Species: Latimeria chalumnae
Habitat: Between 100 and 300 metres deep off the coast of south-east Africa, around the Comoros Islands
We thought they died out 400 million years ago till one popped up off the coast of the Comoros Islands in 1938. Their two unusual front fins show they are closely related to the first fish to clamber onto land around 400 million years ago. Now, coelacanths, dubbed "living fossils" since their unexpected reappearance, have sprung another surprise: they are serial monogamists.
Coelacanths are enormous, bottom-dwelling fish that lurk between 100 and 200 metres beneath the surface, on the rocky sides of volcanic islands in the Indian Ocean. The 1.5-metre-long giants are best known from sightings in the Comoros Islands, but have also been spotted off the eastern and south-eastern coasts of Africa. They spend their days in cavities inside submarine volcanic rocks, and only venture out at night to feed – mostly on squid, octopus, cuttlefish and other fish.
"We know hardly anything about their reproduction," says Kathrin Lampert of Ruhr University Bochum in Germany. What is known is that their gestation period is an impressive three years and they bear live young.
Now, for the first time, Lampert has DNA fingerprinted two dead pregnant females and their offspring. The fish were accidentally caught by fishing boats, one off Mozambique in 1991 and the other off Zanzibar in 2009, and weighed in the range of 90 kilograms.
"For both, it was very clear there was only one male involved," says Lampert. She and her colleagues were stunned by the discovery: they expected the females would mate with multiple partners to maximise the genetic diversity and therefore the survival prospects of their offspring. "Given the length of gestation, that's a big investment in offspring by the female," says Lampert.

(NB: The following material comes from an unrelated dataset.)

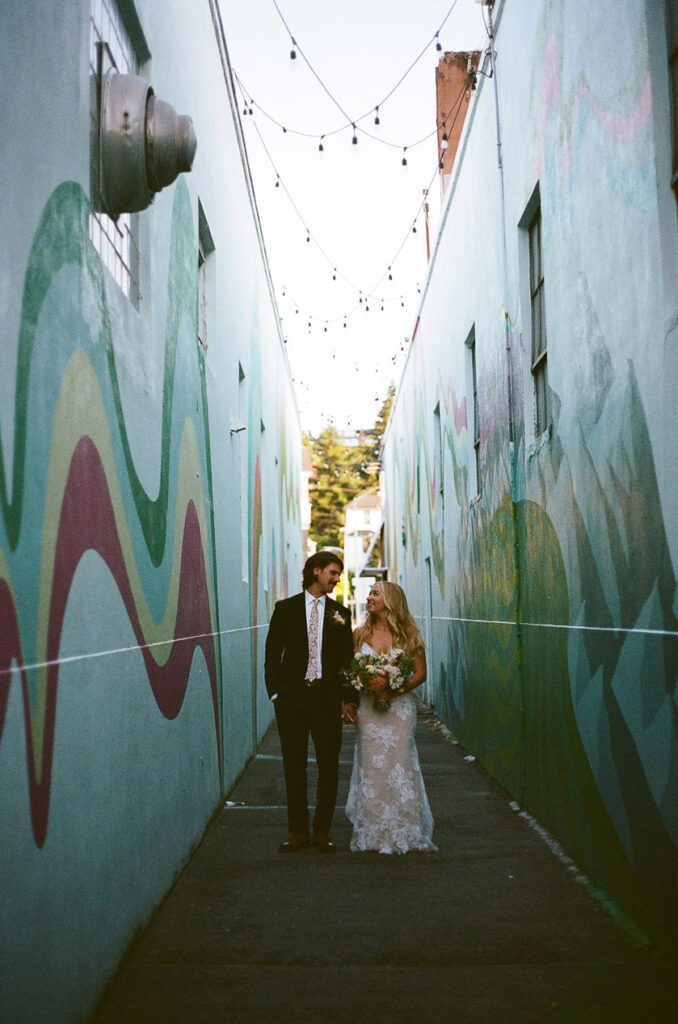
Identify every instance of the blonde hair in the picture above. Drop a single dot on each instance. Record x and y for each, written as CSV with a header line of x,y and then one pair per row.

Not so many fish in the sea?
Only a few hundred coelacanths are thought to exist, so it could simply be that there are too few males available for multiple mating. But previous research has shown that they live in groups in caves, providing ample opportunities for females to play the field. "So it's unlikely they are restricted by mate choice," Lampert says.
The study shows that a single male sires an entire clutch, says Lampert – but it's unlikely that mates stay faithful to each other throughout their lives. Lampert says it's most likely that they are serial monogamists.
Females don't appear to care for their offspring once they are born. They may even cannibalise them given half a chance. Only one or two juveniles have ever been observed in the wild alongside adults. "Maybe they go to deeper depths to avoid being eaten by their parents," says Lampert.
The pregnant fish give one clue to the puzzle. The offspring – 23 found in one female and 26 in the other, each weighing about 500 grams – are large at birth, about a third the length of adults. This may make them more difficult to catch and eat, and help them to quickly escape to deeper waters. It would also explain why the female undergoes such a long gestation: growing the young to a large size inside her boosts their chances of escaping a hungry neighbour.